Swedish extreme metal masters Meshuggah return with their ninth album Immutable, their first since 2016’s The Violent Sleep Of Reason. Having pioneered so many varying extremes in their career it becomes more and more difficult to describe the band than anything more than the embodiment of everything that is extreme metal.
The dual guitars of Fredrik Thordendal and Marten Hagstrom, Dick Lovgren’s large bass lines, the unmistakable vocals of Jens Kidman and the human drum machine Tomas Haake backing the entire band; they are nothing if not masters of their respective crafts.
Opener “Broken Cog” has some of my favorite atmospheric elements from Destroy Erase Improve with the slowly spoken sections building towards something larger in scale, the guitars conjure what feels like a swirling maelstrom of riffs, a well that they return to early and often throughout Immutable, especially on later track “The Faultless” with the entire package feeling a bit more like a return to a well they haven’t drawn from since ObZen.
The transition from the former track to “The Abysmal Eye” is a stark one, riffs begin to wash over the listener while Haake pounds the skins, Kidman shreds vocal cords, and the axe men flatten you, making for a well-oiled machine of extreme. “Kaleidoscope” fits a similar mold one that seems to take the band back to their more prominent ‘90s output drawing in even more of the Chaosphere sound than they have used since.
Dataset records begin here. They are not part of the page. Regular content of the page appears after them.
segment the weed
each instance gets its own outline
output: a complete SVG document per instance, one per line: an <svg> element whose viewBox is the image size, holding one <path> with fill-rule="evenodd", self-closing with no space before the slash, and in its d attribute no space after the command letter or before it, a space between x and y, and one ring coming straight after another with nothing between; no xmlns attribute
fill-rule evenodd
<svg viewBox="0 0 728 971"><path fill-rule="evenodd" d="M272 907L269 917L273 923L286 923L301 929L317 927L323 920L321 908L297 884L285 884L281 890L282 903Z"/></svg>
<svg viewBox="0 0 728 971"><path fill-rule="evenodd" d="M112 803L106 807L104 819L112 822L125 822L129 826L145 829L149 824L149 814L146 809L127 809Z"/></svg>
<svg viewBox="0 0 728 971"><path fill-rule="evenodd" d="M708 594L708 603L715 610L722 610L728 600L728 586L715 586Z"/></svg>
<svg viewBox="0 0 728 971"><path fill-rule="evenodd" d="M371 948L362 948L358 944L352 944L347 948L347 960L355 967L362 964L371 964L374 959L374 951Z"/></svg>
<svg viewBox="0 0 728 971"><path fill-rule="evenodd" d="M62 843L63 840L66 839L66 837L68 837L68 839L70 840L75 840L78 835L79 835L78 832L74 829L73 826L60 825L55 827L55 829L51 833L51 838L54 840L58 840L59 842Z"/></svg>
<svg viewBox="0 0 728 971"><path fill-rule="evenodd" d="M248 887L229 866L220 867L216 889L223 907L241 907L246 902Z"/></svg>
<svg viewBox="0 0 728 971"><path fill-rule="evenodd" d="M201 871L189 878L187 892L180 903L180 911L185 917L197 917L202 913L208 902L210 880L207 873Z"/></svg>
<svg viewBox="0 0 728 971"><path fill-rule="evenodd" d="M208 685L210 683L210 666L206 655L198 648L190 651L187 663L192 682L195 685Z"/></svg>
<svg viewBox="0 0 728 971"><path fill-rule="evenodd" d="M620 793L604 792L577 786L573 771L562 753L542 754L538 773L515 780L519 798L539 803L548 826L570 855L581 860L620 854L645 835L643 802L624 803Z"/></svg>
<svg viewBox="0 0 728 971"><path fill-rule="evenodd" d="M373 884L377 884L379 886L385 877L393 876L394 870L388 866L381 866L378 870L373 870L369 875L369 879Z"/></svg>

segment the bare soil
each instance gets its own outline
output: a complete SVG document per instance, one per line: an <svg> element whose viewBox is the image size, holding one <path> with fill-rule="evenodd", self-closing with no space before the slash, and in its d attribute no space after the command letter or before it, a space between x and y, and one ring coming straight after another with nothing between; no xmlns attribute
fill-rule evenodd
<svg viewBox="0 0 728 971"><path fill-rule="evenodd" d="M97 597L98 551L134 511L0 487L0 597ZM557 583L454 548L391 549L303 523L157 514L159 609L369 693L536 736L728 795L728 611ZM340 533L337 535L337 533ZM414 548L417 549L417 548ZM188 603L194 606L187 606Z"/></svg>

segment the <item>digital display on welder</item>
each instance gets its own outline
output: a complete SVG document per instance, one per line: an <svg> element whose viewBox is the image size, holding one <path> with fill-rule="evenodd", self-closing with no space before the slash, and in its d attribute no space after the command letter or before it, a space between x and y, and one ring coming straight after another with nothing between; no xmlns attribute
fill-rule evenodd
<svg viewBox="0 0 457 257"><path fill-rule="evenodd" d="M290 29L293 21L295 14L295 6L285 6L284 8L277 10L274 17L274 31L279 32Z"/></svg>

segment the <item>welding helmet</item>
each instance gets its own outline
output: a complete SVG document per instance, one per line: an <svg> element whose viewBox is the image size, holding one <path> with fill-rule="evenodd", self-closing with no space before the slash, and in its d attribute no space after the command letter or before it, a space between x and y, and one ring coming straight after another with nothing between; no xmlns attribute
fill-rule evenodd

“Ligature Marks” is a slow starter that is gradually given life by the drums and riffs, especially the bass that is sprinkled throughout and amongst Kidman’s throaty vocals. This is the kind of track that showcases that Meshuggah don’t need to be too over the top to be successful with, the specific type of song that they have perfected over the course of their career, one that is purely unto itself in the best way possible.
Followed up by absolute barn burner “God He Sees In Mirrors,” you can hear the dichotomy in Meshuggah’s ability to write in both styles and nary skip a beat in terms of the massive songwriting ability that this hive mind possesses. They throw the kitchen sink at you without a moment’s notice around the halfway point and then transition back into the chunky rhythm that buoyed the song throughout. This is precisely the kind of output you want from Meshuggah in 2022.
The first of the three instrumental tracks is the longest on the album in the form of “They Move Below,” nearly 10 minutes of this powerhouse flexing their muscles, effusing their signature sound in longform in a way they haven’t touched since Nothing’s “Obsidian” from nearly 20 years ago.
The entirety of this album feels very on brand for Meshuggah. They don’t need to reinvent the wheel to get their point across, and frankly they invented this wheel a long time ago. Immutable is a masterclass in knowing your sound across 30 plus years, knowing exactly what buttons to push and when, all to superb effect. Immutable is among the band’s very best and one of the finest examples of extreme metal in 2022.